In late spring, I had the honor and privilege of giving the opening keynote talk at the UW-Whitewater Local Government Leadership Workshop. The title of my presentation was “Boosting Emotional Intelligence-A Key to Improved Municipal Working Relationships” and I presented ten strategies for working on one’s emotional intelligence in order to be a more effective local government leader.

The ten strategies I presented to the group of about 50 local government administrators from southern Wisconsin were the following:

  1. Pay Attention to Your Own Emotions First
  2. Shut Up and Listen
  3. Try to learn Something from Everyone You Encounter
  4. Maintain an Open Door (and Mind) Policy
  5. Model the Behavior You Want to See in Others
  6. Take Feedback Well and Often!
  7. Get Angry Only on Purpose
  8. Mention/Complement Others’ Emotions
  9. Remember the Little Things that Have a Big Impact
  10. Face Difficult Conversations Head On

In future blogs, I will focus on strategies 3 through 10 but in this one I will just briefly expound on numbers 1 and 2.

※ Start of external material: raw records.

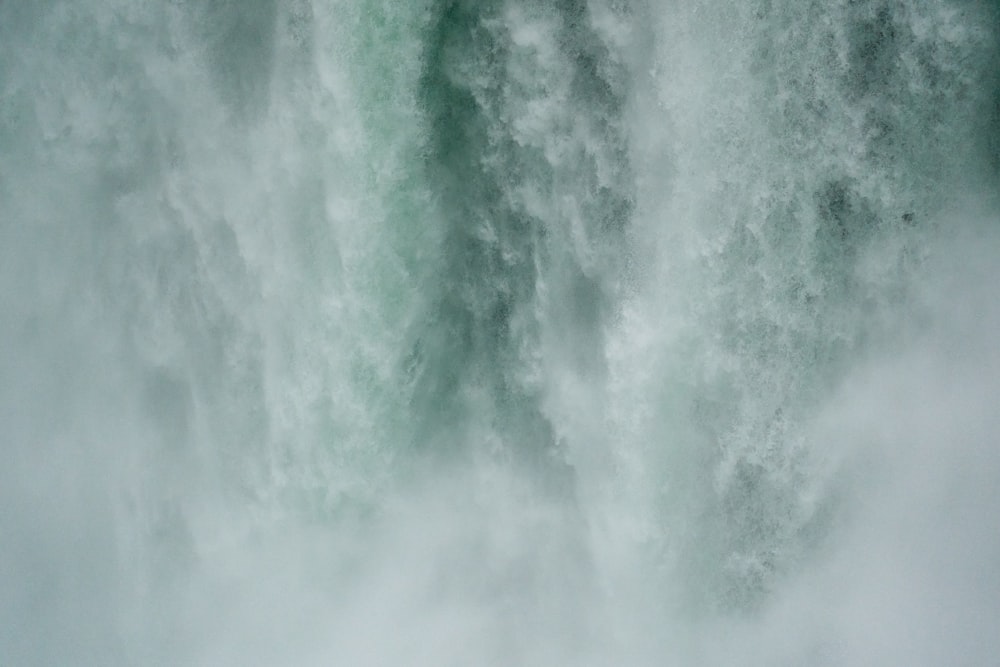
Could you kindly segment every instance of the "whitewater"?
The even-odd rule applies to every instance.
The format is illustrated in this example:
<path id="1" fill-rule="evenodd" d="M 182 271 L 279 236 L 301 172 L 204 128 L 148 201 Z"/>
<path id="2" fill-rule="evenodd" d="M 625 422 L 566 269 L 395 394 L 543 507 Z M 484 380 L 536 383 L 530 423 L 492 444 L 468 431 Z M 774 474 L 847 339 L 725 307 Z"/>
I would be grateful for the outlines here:
<path id="1" fill-rule="evenodd" d="M 1000 658 L 1000 6 L 0 1 L 0 663 Z"/>

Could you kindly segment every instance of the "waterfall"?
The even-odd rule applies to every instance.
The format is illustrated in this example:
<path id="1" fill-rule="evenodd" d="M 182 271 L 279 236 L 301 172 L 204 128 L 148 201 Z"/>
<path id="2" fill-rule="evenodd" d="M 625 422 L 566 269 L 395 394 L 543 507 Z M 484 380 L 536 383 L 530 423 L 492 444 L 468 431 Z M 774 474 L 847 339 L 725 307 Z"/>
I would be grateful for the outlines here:
<path id="1" fill-rule="evenodd" d="M 0 662 L 1000 651 L 987 0 L 0 3 Z"/>

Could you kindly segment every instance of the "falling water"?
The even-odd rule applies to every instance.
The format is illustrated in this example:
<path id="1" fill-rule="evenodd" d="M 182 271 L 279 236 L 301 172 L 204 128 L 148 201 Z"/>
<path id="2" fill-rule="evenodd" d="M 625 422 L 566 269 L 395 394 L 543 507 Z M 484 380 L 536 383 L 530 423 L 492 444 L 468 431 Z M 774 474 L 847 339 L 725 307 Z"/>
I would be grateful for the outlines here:
<path id="1" fill-rule="evenodd" d="M 987 0 L 0 2 L 0 662 L 983 665 Z"/>

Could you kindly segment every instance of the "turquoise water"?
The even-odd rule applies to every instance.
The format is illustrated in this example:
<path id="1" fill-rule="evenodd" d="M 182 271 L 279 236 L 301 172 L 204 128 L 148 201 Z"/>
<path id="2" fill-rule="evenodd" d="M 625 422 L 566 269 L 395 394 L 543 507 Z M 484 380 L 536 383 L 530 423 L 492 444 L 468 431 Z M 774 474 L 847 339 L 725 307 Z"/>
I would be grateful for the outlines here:
<path id="1" fill-rule="evenodd" d="M 3 2 L 0 662 L 990 663 L 998 26 Z"/>

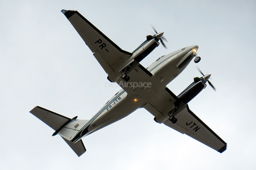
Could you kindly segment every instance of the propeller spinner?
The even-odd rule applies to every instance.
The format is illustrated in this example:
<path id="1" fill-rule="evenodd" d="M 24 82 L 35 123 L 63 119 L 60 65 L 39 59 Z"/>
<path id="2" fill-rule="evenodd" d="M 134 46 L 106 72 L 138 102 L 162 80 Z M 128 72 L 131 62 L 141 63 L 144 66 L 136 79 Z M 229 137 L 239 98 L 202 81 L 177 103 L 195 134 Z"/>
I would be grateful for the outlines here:
<path id="1" fill-rule="evenodd" d="M 168 42 L 168 41 L 167 40 L 167 39 L 164 36 L 163 36 L 163 35 L 164 34 L 164 32 L 158 33 L 157 31 L 156 31 L 156 30 L 155 29 L 155 28 L 154 28 L 154 27 L 152 26 L 151 26 L 151 27 L 152 27 L 152 28 L 153 29 L 154 31 L 156 33 L 155 36 L 156 37 L 156 38 L 157 38 L 158 39 L 160 40 L 160 42 L 161 42 L 161 44 L 163 45 L 164 47 L 167 49 L 166 46 L 164 44 L 163 40 L 164 40 L 166 42 Z"/>
<path id="2" fill-rule="evenodd" d="M 210 77 L 211 76 L 211 74 L 207 74 L 206 75 L 205 75 L 204 74 L 204 73 L 203 73 L 202 71 L 200 69 L 199 69 L 198 67 L 197 67 L 197 70 L 202 74 L 202 75 L 203 75 L 204 76 L 203 78 L 205 80 L 205 82 L 206 81 L 207 81 L 208 83 L 209 83 L 209 85 L 213 89 L 213 90 L 214 90 L 214 91 L 216 91 L 216 89 L 215 88 L 215 87 L 213 86 L 213 85 L 212 84 L 212 83 L 208 80 L 210 78 Z"/>

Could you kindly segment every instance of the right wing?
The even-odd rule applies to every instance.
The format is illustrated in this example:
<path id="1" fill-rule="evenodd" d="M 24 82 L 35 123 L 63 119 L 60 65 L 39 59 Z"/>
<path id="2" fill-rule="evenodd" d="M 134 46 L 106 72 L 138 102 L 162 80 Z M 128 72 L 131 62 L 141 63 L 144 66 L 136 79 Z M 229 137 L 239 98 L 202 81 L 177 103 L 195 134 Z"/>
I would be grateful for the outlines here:
<path id="1" fill-rule="evenodd" d="M 61 10 L 108 74 L 118 71 L 132 53 L 123 50 L 76 11 Z"/>
<path id="2" fill-rule="evenodd" d="M 166 126 L 186 134 L 221 153 L 223 152 L 227 148 L 227 143 L 193 113 L 187 104 L 179 107 L 180 105 L 177 104 L 177 103 L 180 104 L 179 100 L 166 88 L 165 90 L 159 91 L 155 98 L 144 107 L 155 116 L 156 122 L 163 123 Z M 182 106 L 182 104 L 180 105 Z M 173 115 L 178 120 L 174 124 L 169 120 L 171 114 L 169 112 L 173 109 Z"/>
<path id="3" fill-rule="evenodd" d="M 176 123 L 172 123 L 169 119 L 163 123 L 220 153 L 227 149 L 227 143 L 192 112 L 187 104 L 177 113 L 175 117 L 178 120 Z"/>

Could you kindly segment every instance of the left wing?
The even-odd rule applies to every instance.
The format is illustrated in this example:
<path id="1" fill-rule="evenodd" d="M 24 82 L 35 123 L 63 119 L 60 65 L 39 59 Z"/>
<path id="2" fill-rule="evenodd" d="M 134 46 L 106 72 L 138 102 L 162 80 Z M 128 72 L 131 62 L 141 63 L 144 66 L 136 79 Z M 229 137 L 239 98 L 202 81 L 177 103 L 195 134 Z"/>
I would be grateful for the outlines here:
<path id="1" fill-rule="evenodd" d="M 118 71 L 118 69 L 132 55 L 122 49 L 77 11 L 62 10 L 61 12 L 107 73 Z"/>

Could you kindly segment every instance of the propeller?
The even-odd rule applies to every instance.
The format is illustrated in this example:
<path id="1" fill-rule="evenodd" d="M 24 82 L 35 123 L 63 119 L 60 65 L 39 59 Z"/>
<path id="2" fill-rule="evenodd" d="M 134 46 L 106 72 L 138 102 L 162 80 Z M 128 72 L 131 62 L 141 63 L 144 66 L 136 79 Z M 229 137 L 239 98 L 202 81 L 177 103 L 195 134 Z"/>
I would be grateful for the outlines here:
<path id="1" fill-rule="evenodd" d="M 204 74 L 204 73 L 203 73 L 203 72 L 202 72 L 202 71 L 198 68 L 198 67 L 197 67 L 197 70 L 198 70 L 198 71 L 200 72 L 200 73 L 202 74 L 202 75 L 203 75 L 203 76 L 205 76 L 205 75 Z M 208 82 L 208 83 L 209 83 L 209 85 L 211 86 L 211 87 L 213 89 L 213 90 L 214 90 L 214 91 L 216 91 L 216 89 L 215 88 L 215 87 L 213 86 L 213 85 L 212 84 L 212 83 L 209 81 L 209 80 L 207 80 L 207 81 Z"/>
<path id="2" fill-rule="evenodd" d="M 156 34 L 158 34 L 158 32 L 157 32 L 157 31 L 156 31 L 155 28 L 152 26 L 151 26 L 151 27 L 152 27 L 152 28 L 153 29 L 153 30 L 155 31 L 155 32 L 156 33 Z M 168 41 L 167 40 L 167 39 L 164 36 L 162 36 L 159 39 L 159 40 L 160 40 L 160 42 L 161 42 L 161 44 L 163 45 L 164 47 L 167 49 L 166 46 L 165 45 L 165 44 L 164 44 L 164 41 L 163 41 L 163 40 L 164 40 L 165 41 L 168 42 Z"/>

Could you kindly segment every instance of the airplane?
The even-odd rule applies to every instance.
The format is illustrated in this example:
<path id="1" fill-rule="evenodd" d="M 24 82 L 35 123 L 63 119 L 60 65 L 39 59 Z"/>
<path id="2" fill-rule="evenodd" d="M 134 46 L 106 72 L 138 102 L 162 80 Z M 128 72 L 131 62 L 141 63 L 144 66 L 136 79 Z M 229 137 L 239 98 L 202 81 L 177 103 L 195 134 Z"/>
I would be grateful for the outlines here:
<path id="1" fill-rule="evenodd" d="M 188 103 L 205 88 L 211 74 L 196 77 L 176 96 L 166 86 L 195 58 L 198 46 L 186 47 L 159 57 L 148 67 L 140 62 L 159 44 L 163 32 L 147 36 L 133 52 L 123 50 L 77 11 L 61 10 L 108 74 L 107 79 L 122 88 L 90 120 L 64 116 L 40 106 L 30 112 L 60 135 L 79 157 L 86 151 L 82 138 L 144 108 L 158 123 L 163 123 L 222 153 L 227 143 L 189 108 Z"/>

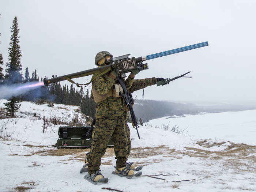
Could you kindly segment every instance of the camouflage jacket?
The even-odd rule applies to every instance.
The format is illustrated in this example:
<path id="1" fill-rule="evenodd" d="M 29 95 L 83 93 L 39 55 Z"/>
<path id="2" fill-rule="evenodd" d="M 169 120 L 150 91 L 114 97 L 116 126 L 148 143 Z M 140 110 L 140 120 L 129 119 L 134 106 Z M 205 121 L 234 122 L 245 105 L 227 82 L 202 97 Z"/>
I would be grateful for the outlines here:
<path id="1" fill-rule="evenodd" d="M 92 82 L 92 88 L 99 94 L 107 93 L 114 84 L 118 83 L 114 80 L 109 77 L 109 73 L 100 76 Z M 128 77 L 125 80 L 128 89 L 131 87 L 133 79 Z M 93 95 L 91 94 L 92 98 Z M 96 104 L 95 117 L 96 118 L 108 118 L 110 117 L 123 115 L 126 117 L 127 107 L 125 101 L 122 97 L 113 98 L 109 97 L 102 101 Z"/>
<path id="2" fill-rule="evenodd" d="M 132 85 L 129 89 L 128 89 L 128 91 L 131 93 L 135 91 L 156 84 L 157 79 L 154 77 L 142 79 L 134 79 Z"/>

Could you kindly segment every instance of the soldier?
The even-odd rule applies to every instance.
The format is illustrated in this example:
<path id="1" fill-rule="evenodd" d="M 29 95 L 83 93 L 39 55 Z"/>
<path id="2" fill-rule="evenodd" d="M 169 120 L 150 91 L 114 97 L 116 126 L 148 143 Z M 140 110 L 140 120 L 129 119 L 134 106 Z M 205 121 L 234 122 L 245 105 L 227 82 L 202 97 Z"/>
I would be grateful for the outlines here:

Pay Attention to Your Own Emotions First

To be a good leader, we must periodically examine our feelings and then decide if you are going to buy into them or let them carry you away. This concept of mindfulness makes us less reactive, more reflective and less susceptible to being buffeted by unexamined emotions. Robert Wright in an influential article in WIRED Magazine (10/8/2017) entitled “How Mindfulness Meditation Can Save America”, called this mindfulness as something we desperately need in our society and workplaces and “will make us less inclined to embrace and hand on to that “enemy” vide when it surfaces”.

Shut Up and Listen  

I don’t know about you but I typically don’t say first what I am actually thinking. I think that is true for most people. Listening to what people are saying takes courage and patience (I know that I try to sometimes dictate the conversation and consequently don’t listen very well nor ask the questions of the others that I should). Allison Wood Brooks and Leslie John in the May-June, 2018 Harvard Business Review wrote an article called “The Surprising Power of Questions”. Brooks and John have found in their research at the Harvard Business School that “we don’t ask enough questions-most people don’t realize that asking a lot of questions unlocks learning and improves interpersonal bonding”. The authors advocate a new Socratic method: 1) Simply ask more questions; 2)Favor follow-up questions; 3) Know when to keep questions open-ended”; 4) Get the sequence right; 5) Use the right tone, and 6) Pay attention to group dynamics.  Brooks and John conclude with “good news is that by asking questions, we naturally improve our emotional intelligence”.